Following my points in the "weaknesses" section, I am curious about several relevant problems in the practical setup (i.e., scan to model).

  1. Would SO(3) invariance be sufficient? Do we need SE(3) or even Sim(3) invariance, if we cannot easily normalize the input due to the noise and sparsity?
  2. Will the network still be functional if the density distributions are different across input and output?
  3. Will it work out of the 16-category domain? Do we need more training data, or would it work out-of-box?
  4. Would non-gt and/or biased key points and semantic parts be transferred properly?

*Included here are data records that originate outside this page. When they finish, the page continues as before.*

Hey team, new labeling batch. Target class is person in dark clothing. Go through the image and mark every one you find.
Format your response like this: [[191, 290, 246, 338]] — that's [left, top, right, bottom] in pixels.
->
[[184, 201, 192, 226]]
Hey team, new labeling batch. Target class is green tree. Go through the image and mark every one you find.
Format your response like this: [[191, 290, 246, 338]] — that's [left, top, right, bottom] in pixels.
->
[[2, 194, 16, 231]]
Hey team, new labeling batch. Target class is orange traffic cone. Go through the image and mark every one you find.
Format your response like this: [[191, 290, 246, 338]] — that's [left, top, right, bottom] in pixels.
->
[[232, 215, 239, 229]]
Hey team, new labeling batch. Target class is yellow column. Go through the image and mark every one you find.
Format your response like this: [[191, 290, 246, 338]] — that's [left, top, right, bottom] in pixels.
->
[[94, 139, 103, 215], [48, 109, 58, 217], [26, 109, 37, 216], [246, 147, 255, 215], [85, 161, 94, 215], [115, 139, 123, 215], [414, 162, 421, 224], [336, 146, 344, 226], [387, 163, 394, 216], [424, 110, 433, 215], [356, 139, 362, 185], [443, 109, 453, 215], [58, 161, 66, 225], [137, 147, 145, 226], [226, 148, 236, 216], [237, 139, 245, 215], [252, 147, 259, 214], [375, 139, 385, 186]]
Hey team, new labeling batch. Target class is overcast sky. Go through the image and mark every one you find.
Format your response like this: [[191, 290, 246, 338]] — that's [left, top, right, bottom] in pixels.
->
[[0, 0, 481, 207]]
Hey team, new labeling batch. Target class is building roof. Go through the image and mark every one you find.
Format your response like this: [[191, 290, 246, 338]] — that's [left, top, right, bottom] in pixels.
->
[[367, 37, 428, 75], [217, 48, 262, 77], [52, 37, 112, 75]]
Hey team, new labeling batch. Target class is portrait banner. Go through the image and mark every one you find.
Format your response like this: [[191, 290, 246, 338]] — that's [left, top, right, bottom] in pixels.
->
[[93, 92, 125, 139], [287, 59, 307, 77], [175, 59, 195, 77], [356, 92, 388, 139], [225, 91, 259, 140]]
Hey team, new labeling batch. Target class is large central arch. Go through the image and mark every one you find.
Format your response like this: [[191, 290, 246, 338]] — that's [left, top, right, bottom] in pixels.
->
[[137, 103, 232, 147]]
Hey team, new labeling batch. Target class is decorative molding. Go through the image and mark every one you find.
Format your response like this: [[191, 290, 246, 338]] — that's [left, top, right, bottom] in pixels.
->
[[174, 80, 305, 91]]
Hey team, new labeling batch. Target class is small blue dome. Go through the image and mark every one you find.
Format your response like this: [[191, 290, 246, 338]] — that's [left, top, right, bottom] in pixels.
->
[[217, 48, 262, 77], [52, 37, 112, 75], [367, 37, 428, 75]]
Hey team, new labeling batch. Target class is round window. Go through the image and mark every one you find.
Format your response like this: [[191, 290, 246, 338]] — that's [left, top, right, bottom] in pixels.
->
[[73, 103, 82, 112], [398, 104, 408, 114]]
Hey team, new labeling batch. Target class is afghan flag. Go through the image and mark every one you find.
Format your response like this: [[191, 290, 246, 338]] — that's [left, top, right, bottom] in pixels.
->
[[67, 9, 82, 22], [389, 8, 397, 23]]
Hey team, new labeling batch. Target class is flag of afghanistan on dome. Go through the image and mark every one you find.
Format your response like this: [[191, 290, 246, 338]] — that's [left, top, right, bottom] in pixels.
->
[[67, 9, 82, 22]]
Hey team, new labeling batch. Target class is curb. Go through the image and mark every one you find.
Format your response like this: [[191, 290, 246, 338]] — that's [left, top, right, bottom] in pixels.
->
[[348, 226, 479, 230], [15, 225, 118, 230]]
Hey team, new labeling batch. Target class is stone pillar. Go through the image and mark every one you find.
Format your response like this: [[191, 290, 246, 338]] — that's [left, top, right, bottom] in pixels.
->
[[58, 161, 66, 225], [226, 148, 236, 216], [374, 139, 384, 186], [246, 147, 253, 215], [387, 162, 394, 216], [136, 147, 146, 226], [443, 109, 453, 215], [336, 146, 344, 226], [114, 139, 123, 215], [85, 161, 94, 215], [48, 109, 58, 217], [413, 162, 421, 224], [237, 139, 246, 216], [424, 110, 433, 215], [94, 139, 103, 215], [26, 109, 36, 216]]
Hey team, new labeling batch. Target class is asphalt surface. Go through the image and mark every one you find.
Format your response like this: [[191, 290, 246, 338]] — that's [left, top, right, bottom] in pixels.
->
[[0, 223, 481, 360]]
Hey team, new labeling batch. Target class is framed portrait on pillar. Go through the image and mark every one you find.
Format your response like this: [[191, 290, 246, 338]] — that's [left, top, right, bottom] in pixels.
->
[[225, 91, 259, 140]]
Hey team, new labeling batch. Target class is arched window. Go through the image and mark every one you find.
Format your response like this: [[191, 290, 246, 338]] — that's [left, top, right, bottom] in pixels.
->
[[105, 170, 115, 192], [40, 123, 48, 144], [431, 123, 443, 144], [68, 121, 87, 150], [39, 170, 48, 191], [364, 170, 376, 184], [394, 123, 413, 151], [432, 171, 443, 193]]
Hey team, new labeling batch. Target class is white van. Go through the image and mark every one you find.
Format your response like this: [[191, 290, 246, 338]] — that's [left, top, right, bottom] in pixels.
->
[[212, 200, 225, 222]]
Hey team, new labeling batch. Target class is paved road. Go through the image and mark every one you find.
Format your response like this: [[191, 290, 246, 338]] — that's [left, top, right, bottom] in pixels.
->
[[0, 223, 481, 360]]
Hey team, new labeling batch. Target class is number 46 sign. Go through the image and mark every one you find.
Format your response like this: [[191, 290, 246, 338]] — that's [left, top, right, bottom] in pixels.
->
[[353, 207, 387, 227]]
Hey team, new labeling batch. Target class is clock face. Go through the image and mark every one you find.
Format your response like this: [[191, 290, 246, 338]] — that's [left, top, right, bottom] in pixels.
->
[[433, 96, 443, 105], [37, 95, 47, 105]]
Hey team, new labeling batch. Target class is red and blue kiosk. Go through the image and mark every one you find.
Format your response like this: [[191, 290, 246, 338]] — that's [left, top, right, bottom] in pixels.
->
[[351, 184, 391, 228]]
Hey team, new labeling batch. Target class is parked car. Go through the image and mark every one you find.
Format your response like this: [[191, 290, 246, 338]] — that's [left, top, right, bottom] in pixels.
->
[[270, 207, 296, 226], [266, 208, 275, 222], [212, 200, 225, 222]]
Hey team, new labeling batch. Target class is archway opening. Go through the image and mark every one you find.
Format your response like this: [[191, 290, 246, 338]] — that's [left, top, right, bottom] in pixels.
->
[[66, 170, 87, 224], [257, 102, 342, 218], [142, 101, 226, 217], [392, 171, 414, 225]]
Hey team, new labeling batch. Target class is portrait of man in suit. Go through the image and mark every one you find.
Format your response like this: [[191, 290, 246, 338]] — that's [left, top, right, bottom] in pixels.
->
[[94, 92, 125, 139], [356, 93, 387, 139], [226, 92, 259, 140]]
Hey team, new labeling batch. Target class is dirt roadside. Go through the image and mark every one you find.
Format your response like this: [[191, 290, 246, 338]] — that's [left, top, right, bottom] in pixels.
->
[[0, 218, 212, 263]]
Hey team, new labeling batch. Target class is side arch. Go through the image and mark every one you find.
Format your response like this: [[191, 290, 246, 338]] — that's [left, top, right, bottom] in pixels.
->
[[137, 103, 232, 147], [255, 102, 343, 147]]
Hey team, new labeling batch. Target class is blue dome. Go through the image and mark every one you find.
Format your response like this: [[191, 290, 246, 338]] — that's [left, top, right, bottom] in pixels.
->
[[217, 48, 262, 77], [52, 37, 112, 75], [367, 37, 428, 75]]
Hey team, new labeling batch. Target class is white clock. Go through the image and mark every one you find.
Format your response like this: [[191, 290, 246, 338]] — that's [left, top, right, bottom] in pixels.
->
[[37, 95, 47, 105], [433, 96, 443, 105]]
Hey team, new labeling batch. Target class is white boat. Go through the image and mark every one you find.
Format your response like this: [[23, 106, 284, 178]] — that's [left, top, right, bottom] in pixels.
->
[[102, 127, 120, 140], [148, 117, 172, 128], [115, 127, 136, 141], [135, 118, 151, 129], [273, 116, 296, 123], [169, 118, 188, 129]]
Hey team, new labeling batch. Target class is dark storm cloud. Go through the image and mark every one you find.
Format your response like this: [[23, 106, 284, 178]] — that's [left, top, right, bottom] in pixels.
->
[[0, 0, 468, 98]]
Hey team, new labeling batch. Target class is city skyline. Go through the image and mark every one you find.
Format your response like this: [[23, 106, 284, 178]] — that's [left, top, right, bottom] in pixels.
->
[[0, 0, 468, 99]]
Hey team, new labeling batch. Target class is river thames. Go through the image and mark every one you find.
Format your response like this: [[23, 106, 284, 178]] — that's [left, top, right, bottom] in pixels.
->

It would be nice if the authors could conduct a minimal set of experiments in the real-world setup (e.g., extract a reconstruction from a ScanNet model and attempt to apply keypoint/semantic part transfer). Otherwise, it would be good to see a justification that this paper itself is an inevitable intermediate step toward real-world usage, and what can be done to further extend it.

审稿意见
5

This paper presents a method of learning dense 3D correspondence between shapes in a self-supervised manner. Specifically, it is built on an existing SO(3)-equivariant representation. The input point clouds are independently encoded to SO(3)-equivariant global shape descriptor Z and dynamic SO(3)-invariant point-wise local shape transforms. Then the network is trained via penalizing errors in self- and cross- reconstructions via the decoder. The experiment validates the effectiveness of the proposed method.

优点

  1. The paper is in general well organized and easy to follow.
  2. The proposed method is straightforward and shown to be effective on the test data.

缺点

  1. The main issue of the proposed method lies in the experimental evaluation. Only one learned-based method is adopted for comparison in the main paper on a rather simple dataset. More methods including some traditional methods should be also evaluated for better comparison. The experiment on the real dataset should be also provided to show the robustness of the proposed method.
  2. From Fig. 6 in the supplementary, we can see that the performance of the proposed method on the I/I scenario is much worse than the SOTA method. More analysis of the drop of performance should be given. Moreover, the performance of different methods with different rotation angles should be provided for better comparison.
  3. How about the performance of other methods with a rough alignment of the initial shape? If a rough alignment is enough for the existing methods, why should we learn SO(3)-invariant correspondence in an end-to-end manner?
  4. The whole method is mainly built upon the existing SO(3)-equivariant representation. The main contribution lies in introducing this representation to the specific task. I didn't get too much novel insight in terms of network design.

问题

Please refer to the Weaknees part.

评论

We appreciate all the constructive comments from the reviewers (eS3u, jP4i, wiS9, a6Ps, Frem). We will do our best to reflect each of them, and improve the organization and the presentation of our paper. We will revise our paper by reflecting on the comments and resubmit it to another venue.